How the program works

Token credits are notional units that provide access to Nvidia GPU capacity. A startup receives resources now and pays later—with a share of sales when the product generates revenue. The structure resembles tech accelerator models: a team receives something valuable (money or infrastructure) and in return commits to sharing future success.

Bloomberg does not disclose program details: the exact revenue percentage, agreement terms, and the type of capacity provided—whether Nvidia's own cloud GPUs or partner cluster infrastructure—remain unknown. Which teams are eligible for the program and what the entry threshold is are also unspecified.

For early-stage AI startups, GPU access is one of the primary financial barriers. Renting a single Nvidia H100 card in the cloud costs $2 to $5 per hour. Training a serious language or multimodal model requires hundreds of such cards over several weeks. A typical early-stage startup can spend $50,000–200,000 per month on compute alone—before generating any revenue. Revenue sharing eliminates this barrier: instead of upfront payment, a share of future growth that materializes only upon real success.

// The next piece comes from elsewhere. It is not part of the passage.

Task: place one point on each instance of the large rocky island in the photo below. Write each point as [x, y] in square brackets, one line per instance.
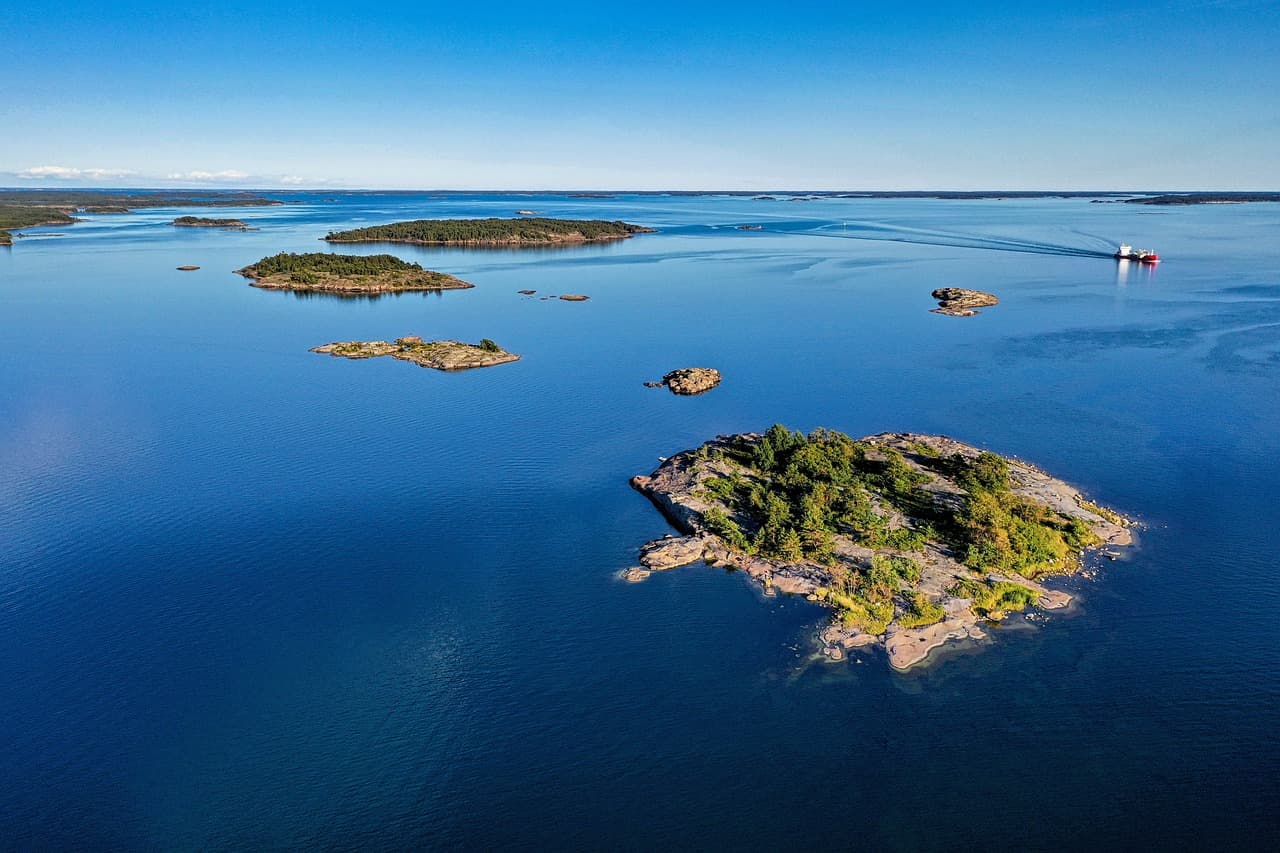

Nvidia already offered startups favorable terms through Inception and NCA Credits programs, but the revenue sharing model represents a structurally different approach: it's not a discount, but direct financial partnership.

Why is Nvidia doing this now?

Competition in the AI infrastructure market has intensified significantly in 2025–2026. Amazon, Google, and Microsoft are actively investing in their own chips—AWS Trainium, Google TPU, and Microsoft Maia. Meta is developing MTIA. Independent manufacturers—AMD with its MI300X series, along with startups Groq and Cerebras—are also gaining market share.

Nvidia, maintaining around 80% of the AI accelerator market, seeks to maximize the number of developers on its CUDA platform. Ecosystem lock-in is a strategic asset: switching to alternative architectures requires rewriting code, retraining teams, and losing accumulated expertise.

The revenue sharing program also allows Nvidia to monetize spare capacity without cutting market prices and build a portfolio of equity instruments in promising AI companies—effectively becoming a strategic investor rather than just a hardware supplier.

What this means

If the model scales, it could change the standard path for early-stage AI startups: instead of raising a venture round to pay for servers, direct agreements with chip manufacturers. Nvidia transforms from GPU supplier to growth partner. For startups, this lowers the barrier to entry; for Nvidia, it's a long-term bet on the next generation of AI companies.